Bondholder files class action suit against New Jersey Turnpike Authority.

A bondholder on Tuesday filed a class action lawsuit charging the New Jersey Turnpike Authority with securities fraud and negligent misrepresentation for calling $416 million of 7.20% bonds due in 2018.

The lawsuit, which seeks compensatory damages of about $17 million, was filed in the U.S. District Court in Newark by Herbert Geist, a turnpike authority bondholder who claims the authority should have paid him a 3% premium when it called $25,000 of his bonds on Dec. 6 last year.

Mr. Geist, reached yesterday at his home in West New York, N.J., confirmed he was involved in the lawsuit. He declined to answer further questions, referring them to his counsel, the Tucson, Artz., firm of Zlotnick & Thomas.

The turnpike bonds in question were issued in 1985 as part of the authority's record-breaking $2 billion plan to widen 40 miles of the New Jersey Turnpike. The 7.20s, actively traded dollar bonds, were known as bellwethers of the municipal market.

Some of the widening projects became mired in environmental concerns, and the authority has abandoned plans for roughly 30% of them, according to Gordon Hector, a spokesman for the authority.

That, according to David B. Zlotnick, a partner in the law firm bearing his name, is how the authority justified redeeming the $416 million of 7.20% bonds early.

"There were some environmental concerns that derailed one aspect of the program, and that's the basis on which the authority is justifying the call of the bonds," Mr. Zlotnick said. He added that the authority "wrongfully" called the bonds "in order to save some money in interest."

Under the terms of a 1984 indenture, the turnpike authority could have called the 7.20s at 103 cents on the dollar Jan. 1, 1993.

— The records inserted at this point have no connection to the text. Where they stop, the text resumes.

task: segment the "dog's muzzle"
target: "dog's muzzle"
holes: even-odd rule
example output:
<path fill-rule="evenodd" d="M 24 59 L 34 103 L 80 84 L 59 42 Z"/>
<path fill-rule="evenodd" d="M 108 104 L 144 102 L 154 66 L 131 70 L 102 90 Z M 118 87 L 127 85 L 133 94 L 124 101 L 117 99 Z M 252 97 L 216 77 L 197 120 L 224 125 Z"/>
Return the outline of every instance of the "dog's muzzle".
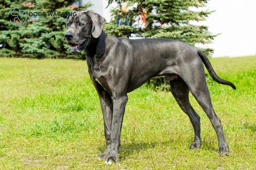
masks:
<path fill-rule="evenodd" d="M 87 44 L 88 44 L 88 39 L 86 39 L 81 44 L 78 45 L 70 45 L 70 52 L 73 54 L 76 54 L 81 52 L 83 51 Z"/>

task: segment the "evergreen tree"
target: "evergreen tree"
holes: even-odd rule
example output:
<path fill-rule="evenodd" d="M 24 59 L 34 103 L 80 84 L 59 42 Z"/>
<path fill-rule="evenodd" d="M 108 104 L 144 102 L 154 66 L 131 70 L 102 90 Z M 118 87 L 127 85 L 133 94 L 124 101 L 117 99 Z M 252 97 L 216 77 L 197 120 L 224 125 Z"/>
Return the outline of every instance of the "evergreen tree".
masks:
<path fill-rule="evenodd" d="M 39 58 L 83 57 L 84 55 L 81 54 L 71 55 L 70 47 L 65 41 L 64 34 L 67 15 L 48 15 L 49 11 L 67 14 L 72 11 L 86 10 L 91 5 L 87 3 L 71 9 L 70 6 L 75 1 L 1 0 L 0 44 L 2 48 L 0 47 L 0 56 Z M 9 14 L 10 10 L 14 8 L 18 8 L 26 14 L 26 21 L 20 26 L 15 26 L 10 22 L 10 20 L 15 20 Z M 35 16 L 39 12 L 45 12 L 47 14 Z M 34 17 L 29 16 L 29 12 L 35 12 Z M 32 21 L 31 20 L 33 18 L 35 20 Z"/>
<path fill-rule="evenodd" d="M 114 35 L 133 33 L 145 38 L 172 38 L 184 41 L 195 46 L 196 43 L 205 44 L 217 35 L 213 35 L 205 26 L 196 26 L 189 23 L 190 21 L 205 20 L 213 11 L 195 11 L 191 7 L 205 6 L 207 0 L 109 0 L 109 5 L 117 3 L 118 6 L 112 10 L 116 17 L 113 22 L 121 18 L 128 19 L 130 26 L 123 26 L 116 30 Z M 126 3 L 130 9 L 127 11 L 122 8 Z M 146 22 L 145 26 L 141 29 L 131 28 L 131 23 L 135 22 L 139 14 L 144 15 Z M 127 30 L 130 31 L 127 32 Z M 201 49 L 207 55 L 212 52 L 211 48 Z"/>

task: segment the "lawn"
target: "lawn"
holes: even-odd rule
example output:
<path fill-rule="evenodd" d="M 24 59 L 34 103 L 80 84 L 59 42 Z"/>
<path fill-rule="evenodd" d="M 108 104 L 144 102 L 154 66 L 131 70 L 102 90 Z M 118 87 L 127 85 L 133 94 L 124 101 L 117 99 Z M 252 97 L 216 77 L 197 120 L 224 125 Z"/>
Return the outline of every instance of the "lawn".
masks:
<path fill-rule="evenodd" d="M 86 62 L 0 58 L 0 169 L 255 169 L 256 57 L 211 61 L 237 87 L 207 77 L 230 156 L 218 156 L 217 136 L 192 95 L 201 117 L 197 150 L 189 149 L 192 125 L 171 93 L 144 85 L 128 94 L 119 164 L 106 166 L 97 159 L 103 118 Z"/>

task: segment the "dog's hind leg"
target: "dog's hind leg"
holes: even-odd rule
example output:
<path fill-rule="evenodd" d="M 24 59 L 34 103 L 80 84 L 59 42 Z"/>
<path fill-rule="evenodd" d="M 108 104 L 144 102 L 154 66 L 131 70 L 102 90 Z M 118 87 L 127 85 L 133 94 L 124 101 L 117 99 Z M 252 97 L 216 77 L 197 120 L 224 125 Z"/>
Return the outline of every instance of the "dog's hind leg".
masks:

"We think that that's what [the authority] should have done," Mr. Zlotnick said. "That was their right. That was the bargain that the investors made."

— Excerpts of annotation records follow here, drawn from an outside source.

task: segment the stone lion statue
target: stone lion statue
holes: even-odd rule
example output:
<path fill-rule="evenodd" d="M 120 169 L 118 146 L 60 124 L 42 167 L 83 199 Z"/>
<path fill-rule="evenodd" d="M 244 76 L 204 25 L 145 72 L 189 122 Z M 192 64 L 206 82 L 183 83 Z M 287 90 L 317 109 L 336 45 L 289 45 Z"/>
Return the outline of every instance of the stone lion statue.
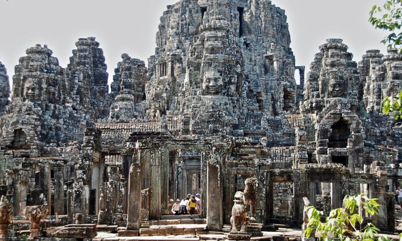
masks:
<path fill-rule="evenodd" d="M 240 191 L 236 192 L 233 201 L 235 203 L 232 208 L 232 217 L 230 218 L 232 231 L 237 231 L 240 229 L 241 232 L 246 232 L 250 219 L 247 215 L 247 206 L 244 193 Z"/>

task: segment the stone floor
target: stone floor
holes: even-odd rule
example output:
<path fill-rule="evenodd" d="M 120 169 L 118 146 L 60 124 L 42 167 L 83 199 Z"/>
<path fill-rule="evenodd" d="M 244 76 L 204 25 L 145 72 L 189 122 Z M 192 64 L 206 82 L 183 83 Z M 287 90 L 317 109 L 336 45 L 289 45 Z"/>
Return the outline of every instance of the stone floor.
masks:
<path fill-rule="evenodd" d="M 187 224 L 190 225 L 190 224 Z M 192 224 L 199 225 L 199 224 Z M 190 228 L 190 227 L 188 226 Z M 398 232 L 398 233 L 399 232 Z M 397 240 L 397 233 L 387 235 Z M 226 240 L 228 233 L 221 232 L 207 232 L 200 231 L 196 235 L 167 235 L 154 236 L 140 236 L 138 237 L 119 237 L 117 233 L 98 232 L 97 235 L 92 240 L 94 241 L 120 241 L 120 240 L 169 240 L 169 241 L 191 241 L 191 240 Z M 252 237 L 251 240 L 267 241 L 299 241 L 301 236 L 301 230 L 290 228 L 279 228 L 276 231 L 263 231 L 263 235 L 260 237 Z"/>

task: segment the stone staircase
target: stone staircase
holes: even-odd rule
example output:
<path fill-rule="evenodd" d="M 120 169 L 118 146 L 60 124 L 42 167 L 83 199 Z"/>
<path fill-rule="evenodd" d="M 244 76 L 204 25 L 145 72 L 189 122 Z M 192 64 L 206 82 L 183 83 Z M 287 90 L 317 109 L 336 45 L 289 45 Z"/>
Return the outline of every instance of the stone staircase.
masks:
<path fill-rule="evenodd" d="M 140 236 L 196 235 L 207 230 L 207 220 L 198 215 L 163 215 L 160 220 L 143 221 Z M 124 228 L 118 232 L 124 235 Z"/>

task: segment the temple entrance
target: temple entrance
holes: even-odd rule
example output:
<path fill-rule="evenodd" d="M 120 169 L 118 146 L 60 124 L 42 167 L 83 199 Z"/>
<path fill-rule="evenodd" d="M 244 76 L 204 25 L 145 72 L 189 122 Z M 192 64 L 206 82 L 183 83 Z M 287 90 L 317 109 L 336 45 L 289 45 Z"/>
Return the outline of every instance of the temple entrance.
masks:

The bonds, however, were called at par plus accrued interest in December 1991, with the authority citing an indenture provision allowing an extraordinary call in the event that work on the widening had stopped.

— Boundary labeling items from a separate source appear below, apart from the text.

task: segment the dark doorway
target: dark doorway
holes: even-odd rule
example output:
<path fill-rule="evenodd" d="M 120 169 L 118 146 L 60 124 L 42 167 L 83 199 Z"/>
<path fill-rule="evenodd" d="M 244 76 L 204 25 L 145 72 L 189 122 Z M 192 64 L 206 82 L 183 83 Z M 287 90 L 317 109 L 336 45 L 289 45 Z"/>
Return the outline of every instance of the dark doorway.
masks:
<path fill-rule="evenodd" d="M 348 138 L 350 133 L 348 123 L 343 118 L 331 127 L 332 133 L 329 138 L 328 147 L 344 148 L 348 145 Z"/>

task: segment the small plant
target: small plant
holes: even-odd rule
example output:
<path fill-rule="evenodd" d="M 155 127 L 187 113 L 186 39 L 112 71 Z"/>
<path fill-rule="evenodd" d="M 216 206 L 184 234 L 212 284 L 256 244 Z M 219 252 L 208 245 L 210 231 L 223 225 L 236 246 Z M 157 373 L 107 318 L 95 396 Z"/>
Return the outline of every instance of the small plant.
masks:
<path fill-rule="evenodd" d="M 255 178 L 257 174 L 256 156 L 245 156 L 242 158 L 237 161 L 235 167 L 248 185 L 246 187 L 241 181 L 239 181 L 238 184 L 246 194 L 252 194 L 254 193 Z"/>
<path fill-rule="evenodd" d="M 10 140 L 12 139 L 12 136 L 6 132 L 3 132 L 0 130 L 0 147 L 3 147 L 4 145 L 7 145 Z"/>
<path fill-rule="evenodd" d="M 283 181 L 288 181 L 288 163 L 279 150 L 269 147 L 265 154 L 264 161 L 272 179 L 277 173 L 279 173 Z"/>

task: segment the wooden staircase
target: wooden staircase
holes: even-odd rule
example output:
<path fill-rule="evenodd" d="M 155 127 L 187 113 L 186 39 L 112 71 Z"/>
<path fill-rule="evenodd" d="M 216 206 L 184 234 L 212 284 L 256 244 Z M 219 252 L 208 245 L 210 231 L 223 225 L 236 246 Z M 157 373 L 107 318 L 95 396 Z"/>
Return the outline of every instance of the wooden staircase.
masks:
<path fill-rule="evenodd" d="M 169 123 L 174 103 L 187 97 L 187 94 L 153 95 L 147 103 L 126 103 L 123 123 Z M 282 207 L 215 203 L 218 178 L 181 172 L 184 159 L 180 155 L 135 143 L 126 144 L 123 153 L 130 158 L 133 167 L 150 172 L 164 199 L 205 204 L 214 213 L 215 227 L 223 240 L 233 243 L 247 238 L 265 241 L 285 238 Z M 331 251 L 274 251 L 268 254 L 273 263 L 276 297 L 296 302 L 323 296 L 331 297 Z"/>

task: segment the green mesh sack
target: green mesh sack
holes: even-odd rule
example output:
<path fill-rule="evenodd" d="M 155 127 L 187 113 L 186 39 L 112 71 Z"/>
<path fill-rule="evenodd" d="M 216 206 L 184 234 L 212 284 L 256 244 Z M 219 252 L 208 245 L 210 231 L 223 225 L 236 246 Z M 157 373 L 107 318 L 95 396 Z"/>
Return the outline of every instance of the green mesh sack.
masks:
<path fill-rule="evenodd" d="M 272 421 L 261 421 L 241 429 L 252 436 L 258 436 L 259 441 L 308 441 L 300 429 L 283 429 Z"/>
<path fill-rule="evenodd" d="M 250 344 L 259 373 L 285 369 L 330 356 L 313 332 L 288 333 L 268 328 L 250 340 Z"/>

But according to Mr. Geist and his lawyers, just because some of the widening plans were derailed the authority does not have license to exercise the extraordinary call provision. The lawsuit charges that the authority is proceeding with a "modified" widening program that will ultimately cost more than $416 million, and that it "nonetheless" redeemed the bonds "based on the artifice and ruse that those funds would not be needed."

By refinancing its debt to take advantage of falling interest rates, the authority robbed Mr. Geist and other bondholders of "the benefit of their bargain and engaged in a scheme and artifice to defraud," the suit alleges.

an authority legal official, in turn, charged that the lawsuit had already run afoul of state regulations governing litigation against public bodies.

Mr. Zlotnick said he was not worried about the alleged violation of state requirements, which he said came under a state tort claims act and a contractual liability act.

"We don't believe that that's applicable here," said Mr. Zlotnick. "There were particular provisions in the turnpike authority act and in the turnpike authority resolutions that protect the bondholders rights to pursue legal redress without going through the requirements."

Herbert Olarsh, secretary and director of law at the turnpike authority, said, "We have not seen the lawsuit, we have had no notice of any lawsuit, as is required by the laws of the state of New Jersey." State statute, he said, requires the serving of "notice of intention to sue."

Mr. Zlotnick said his firm had successfully litigated in two similar cases involving corporate bonds, including a 1989 case involving Mr. Geist and the debt of the Arizona Public Service Co. in which bondholders received compensatory damages of $7 million.

In the other lawsuit, the U.S. District Court in Jackson, Miss., ruled in 1991 that bonds issued by Middle South Energy had been wrongfully called, Mr. Zlotnick said.

Mr. Zlotnick said that in his first foray into the municipal securities arena, he also expects success.

"We looked at the business plan that the authority has adopted," he said, "as well as certain minutes of the authority and other records that were available. We came to a judgment that there was a valid claim that th bonds were wrongfully redeemed."

John L. Kraft, an attorney with the Newark law firm of Kraft & McManimon who served as bond counsel on the 1985 issue, said that "the extraordinary mandatory call applies when you can't or don't use the bond proceeds for intended purposes. Since you can't utilize the money for construction purposes, you have to use the money to call bonds, otherwise you run afoul of arbitrage concerns." He cautioned that he had not read the lawsuit and had not considered the turnpike authority's indentures since the mid-1980s.

He added that part of the authority's motivation might have been "negative arbitrage," which occurs when invested proceeds earn less than interest costs of the borrowed capital, could have also been part of the motivation for the mandatory call.

Attorneys at the authority's current bond counsel, the Philadelphia-based Morgan, Lewis & Blocklus, declined to comment, a spokeswoman for the law firm said.